Reviewers 16 and 23 asked for more detail on the proof of TSSBP marginals. We will expand the appropriate section in the appendix. Briefly: the proof is based on a related proof of DP marginals by [1], that relies on the fact that, if \theta ~ DP(alpha, H) and x ~ \theta, the mixture of the \int_xP(\theta|x) P(x|\theta)dx is DP(\theta; alpha, H). The TSSBP is composed of multiple separate DPs (note that the beta distribution is a special case of DP), we can show that each one maintains the appropriate marginals, and therefore the combined marginal is that of the TSSBP by construction.

Reviewer 23:

Line 111: We will incorporate the full generative models into the supplement. We agree that the model should be amenable to a MAP-Bayes inference algorithm; we will explore this in later work.

Line 244: We do have the conditional distributions for \theta, and we will incorporate them into the supplement.

Line 358: The space of possible trees grows exponentially with the number of data points, while the posterior distribution over trees is highly multi-modal, and the topology of the space makes large moves difficult. While, asymptotically, a Gibbs sampler will converge to the correct distribution, the convergence time can be long, meaning in practice our Gibbs sampler is sensitive to initialization. Improving mixing in nonparametric tree models is an ongoing research challenge -- see for example the biostatistics literature on inference coalescent models. While Metropolis Hastings/RJMCMC proposals (e.g. split-merge samplers) may be helpful in improving mixing (and have proved useful in other nonparametric models, see e.g. Jain and Neal, 2003), they are significantly more complicated to implement than Gibbs samplers, and is something we regard as future work. In order to solve the initialization issue while using Gibbs samplers, we resort to random restarts, which are a common strategy in many Bayesian inference applications.
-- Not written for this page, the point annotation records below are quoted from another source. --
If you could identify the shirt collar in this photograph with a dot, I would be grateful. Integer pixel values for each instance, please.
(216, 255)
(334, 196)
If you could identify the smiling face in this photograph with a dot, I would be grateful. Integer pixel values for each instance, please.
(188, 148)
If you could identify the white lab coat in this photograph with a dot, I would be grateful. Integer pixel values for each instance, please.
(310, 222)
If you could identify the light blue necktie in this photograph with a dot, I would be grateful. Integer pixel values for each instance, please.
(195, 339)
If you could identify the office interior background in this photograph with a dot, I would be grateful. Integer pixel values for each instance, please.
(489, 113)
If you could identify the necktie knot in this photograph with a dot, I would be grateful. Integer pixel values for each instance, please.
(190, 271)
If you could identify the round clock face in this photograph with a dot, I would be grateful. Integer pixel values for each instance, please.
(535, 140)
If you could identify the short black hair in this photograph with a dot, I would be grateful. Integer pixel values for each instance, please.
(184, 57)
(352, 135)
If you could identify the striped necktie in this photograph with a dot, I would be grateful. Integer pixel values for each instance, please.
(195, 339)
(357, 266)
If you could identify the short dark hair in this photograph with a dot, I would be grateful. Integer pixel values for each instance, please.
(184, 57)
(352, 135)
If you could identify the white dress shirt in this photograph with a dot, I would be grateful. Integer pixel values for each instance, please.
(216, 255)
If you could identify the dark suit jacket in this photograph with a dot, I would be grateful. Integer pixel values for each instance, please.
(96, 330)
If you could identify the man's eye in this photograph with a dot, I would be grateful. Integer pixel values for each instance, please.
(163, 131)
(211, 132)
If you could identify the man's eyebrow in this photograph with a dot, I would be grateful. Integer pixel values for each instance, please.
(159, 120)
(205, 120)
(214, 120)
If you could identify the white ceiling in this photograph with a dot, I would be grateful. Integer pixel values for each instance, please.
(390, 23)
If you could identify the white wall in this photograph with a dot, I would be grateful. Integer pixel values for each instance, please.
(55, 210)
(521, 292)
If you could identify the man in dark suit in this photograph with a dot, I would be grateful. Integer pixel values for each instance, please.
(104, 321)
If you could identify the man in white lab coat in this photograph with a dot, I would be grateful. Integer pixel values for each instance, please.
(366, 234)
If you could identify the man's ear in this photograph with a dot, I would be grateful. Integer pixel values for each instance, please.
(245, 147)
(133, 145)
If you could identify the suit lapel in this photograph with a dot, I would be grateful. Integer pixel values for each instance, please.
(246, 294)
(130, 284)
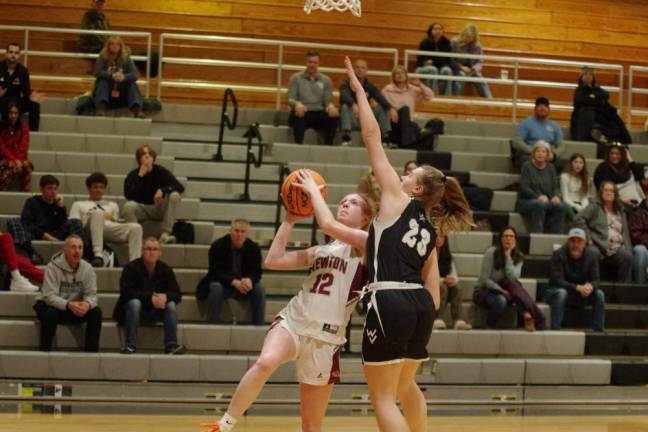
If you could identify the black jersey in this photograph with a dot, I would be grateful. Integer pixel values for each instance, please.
(397, 251)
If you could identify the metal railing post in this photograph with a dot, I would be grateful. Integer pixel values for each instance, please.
(516, 72)
(630, 84)
(160, 62)
(279, 77)
(226, 121)
(148, 66)
(26, 48)
(620, 104)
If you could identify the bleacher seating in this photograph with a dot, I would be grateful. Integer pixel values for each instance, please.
(184, 136)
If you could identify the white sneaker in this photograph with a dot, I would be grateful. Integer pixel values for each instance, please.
(166, 238)
(21, 284)
(439, 325)
(462, 325)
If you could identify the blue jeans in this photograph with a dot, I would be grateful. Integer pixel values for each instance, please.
(434, 83)
(543, 215)
(640, 265)
(129, 94)
(496, 304)
(135, 313)
(349, 122)
(218, 294)
(558, 298)
(481, 86)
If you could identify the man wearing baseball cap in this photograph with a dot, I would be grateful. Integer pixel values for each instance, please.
(574, 281)
(536, 128)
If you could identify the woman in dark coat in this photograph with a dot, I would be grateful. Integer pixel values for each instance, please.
(593, 116)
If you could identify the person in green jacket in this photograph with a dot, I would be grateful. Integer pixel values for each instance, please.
(94, 19)
(539, 197)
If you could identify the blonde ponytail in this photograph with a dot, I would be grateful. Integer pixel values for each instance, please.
(444, 202)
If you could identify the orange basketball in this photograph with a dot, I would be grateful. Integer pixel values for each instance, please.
(297, 201)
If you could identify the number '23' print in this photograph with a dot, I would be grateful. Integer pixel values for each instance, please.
(323, 281)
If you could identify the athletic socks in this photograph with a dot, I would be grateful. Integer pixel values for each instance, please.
(227, 423)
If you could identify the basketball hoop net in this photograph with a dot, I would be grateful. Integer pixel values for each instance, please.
(330, 5)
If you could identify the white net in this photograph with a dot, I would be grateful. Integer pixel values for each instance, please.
(330, 5)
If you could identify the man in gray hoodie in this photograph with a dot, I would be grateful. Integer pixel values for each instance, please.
(69, 296)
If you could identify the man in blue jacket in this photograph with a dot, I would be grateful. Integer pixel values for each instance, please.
(574, 281)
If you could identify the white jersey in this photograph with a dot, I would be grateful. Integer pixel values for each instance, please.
(323, 307)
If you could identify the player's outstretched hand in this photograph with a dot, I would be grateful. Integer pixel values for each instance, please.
(353, 79)
(306, 182)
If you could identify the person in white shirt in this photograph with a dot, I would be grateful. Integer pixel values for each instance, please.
(100, 218)
(575, 185)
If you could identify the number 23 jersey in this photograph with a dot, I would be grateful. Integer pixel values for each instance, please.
(397, 251)
(323, 307)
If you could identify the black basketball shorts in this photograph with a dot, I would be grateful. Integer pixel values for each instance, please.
(398, 326)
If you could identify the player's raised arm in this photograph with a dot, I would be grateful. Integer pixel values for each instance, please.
(389, 181)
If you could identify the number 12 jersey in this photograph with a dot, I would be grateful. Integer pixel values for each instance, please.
(323, 307)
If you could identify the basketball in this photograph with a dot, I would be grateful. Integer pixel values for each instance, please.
(297, 201)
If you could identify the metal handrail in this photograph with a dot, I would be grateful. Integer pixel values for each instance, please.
(226, 121)
(283, 171)
(26, 52)
(279, 65)
(252, 134)
(632, 90)
(515, 82)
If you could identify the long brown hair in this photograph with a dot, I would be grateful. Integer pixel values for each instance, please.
(443, 201)
(122, 58)
(583, 175)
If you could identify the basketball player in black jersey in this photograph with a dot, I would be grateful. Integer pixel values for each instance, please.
(403, 275)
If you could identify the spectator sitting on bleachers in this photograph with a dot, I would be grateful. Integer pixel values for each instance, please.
(149, 291)
(94, 19)
(638, 225)
(539, 195)
(403, 94)
(14, 145)
(468, 43)
(69, 296)
(15, 87)
(410, 166)
(536, 128)
(116, 83)
(499, 285)
(593, 117)
(18, 264)
(606, 225)
(310, 96)
(433, 65)
(619, 168)
(234, 272)
(153, 194)
(43, 217)
(451, 291)
(349, 108)
(576, 185)
(99, 217)
(574, 281)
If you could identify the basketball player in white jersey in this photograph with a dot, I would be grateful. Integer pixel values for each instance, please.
(403, 275)
(310, 330)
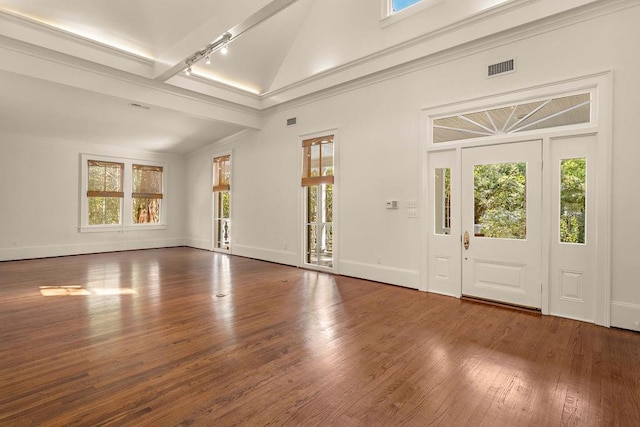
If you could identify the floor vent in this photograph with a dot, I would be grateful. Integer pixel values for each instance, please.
(501, 68)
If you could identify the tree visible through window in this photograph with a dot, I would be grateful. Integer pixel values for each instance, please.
(573, 190)
(318, 180)
(104, 192)
(222, 202)
(147, 193)
(500, 209)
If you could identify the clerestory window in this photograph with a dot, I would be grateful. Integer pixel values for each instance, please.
(398, 5)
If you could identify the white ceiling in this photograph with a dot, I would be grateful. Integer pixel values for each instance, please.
(69, 69)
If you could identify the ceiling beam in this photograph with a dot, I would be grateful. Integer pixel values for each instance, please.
(235, 18)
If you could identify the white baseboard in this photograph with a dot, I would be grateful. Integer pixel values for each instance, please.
(625, 315)
(271, 255)
(11, 254)
(380, 273)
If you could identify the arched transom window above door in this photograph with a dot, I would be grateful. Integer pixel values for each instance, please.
(528, 116)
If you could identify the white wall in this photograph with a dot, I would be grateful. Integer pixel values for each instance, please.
(378, 152)
(39, 212)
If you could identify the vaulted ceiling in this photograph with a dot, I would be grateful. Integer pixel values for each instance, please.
(112, 71)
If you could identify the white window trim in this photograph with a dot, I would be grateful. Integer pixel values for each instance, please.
(127, 223)
(388, 17)
(336, 200)
(213, 202)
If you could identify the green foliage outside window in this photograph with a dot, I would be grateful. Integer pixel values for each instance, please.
(501, 200)
(573, 174)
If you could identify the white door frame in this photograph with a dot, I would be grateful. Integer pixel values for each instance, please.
(600, 126)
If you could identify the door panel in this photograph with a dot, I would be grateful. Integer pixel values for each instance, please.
(443, 264)
(501, 220)
(573, 224)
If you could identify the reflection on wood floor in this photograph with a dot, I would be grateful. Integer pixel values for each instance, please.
(211, 339)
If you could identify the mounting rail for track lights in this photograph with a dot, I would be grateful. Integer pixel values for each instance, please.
(222, 43)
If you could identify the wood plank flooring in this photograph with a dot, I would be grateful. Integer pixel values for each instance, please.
(186, 337)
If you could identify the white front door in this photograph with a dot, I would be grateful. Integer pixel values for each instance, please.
(501, 223)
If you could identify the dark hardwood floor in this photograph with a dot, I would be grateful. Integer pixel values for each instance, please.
(181, 336)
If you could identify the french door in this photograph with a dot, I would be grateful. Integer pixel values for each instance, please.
(501, 213)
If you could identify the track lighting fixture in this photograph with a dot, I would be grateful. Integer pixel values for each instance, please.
(222, 44)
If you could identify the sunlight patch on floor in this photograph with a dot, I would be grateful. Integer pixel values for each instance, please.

Line 371: For any nonparametric tree, the number of tree nodes (and hence computational cost) grows exponentially with tree depth. Our model and inference algorithm supports trees of unlimited depth, and we limited the tree depth primarily to ensure fast inference (<20 minutes for single run on any of our datasets, as stated in our experiments). We realize that unlimited depth trees are highly desirable, and we are investigating ways to allow unlimited depth without excessive computational complexity. For example, one might limit the branching factor (through the \psi variables), or automatically tune model hyperparameters to favor compact trees (while still supporting unlimited depth and width, if the data necessitates).

Line 399: It was not clear to us if the reviewer is asking about producing a single MAP tree for all epochs, or is interested in finding a MAP tree from multiple samples in the same epoch. In either case, we assume the central issue is sample alignment: given >2 tree samples from the posterior, how do we combine them into one “MAP tree”? While we do not address this issue, we note that Ho et al. [2] describe a relevant procedure in their supplemental, called “consensus samples”: briefly, if two documents are placed in the same hierarchy node in >50% of the samples, then they also put both docs into the same node in the consensus sample. We believe this procedure can be adapted to our model, though we do not know what statistical properties of the tree posterior will be preserved.

Supplementary Line 53: Please refer to our response to Reviewer 16.

[1] F. Caron, M. Davy, A. Doucet. Generalized Polya Urn for Time-varying Dirichlet Process Mixtures. UAI, 2007.

[2] Q. Ho, A. Parikh, L. Song and E. P. Xing. Multiscale Community Blockmodel for Network Exploration. AISTATS, 2011.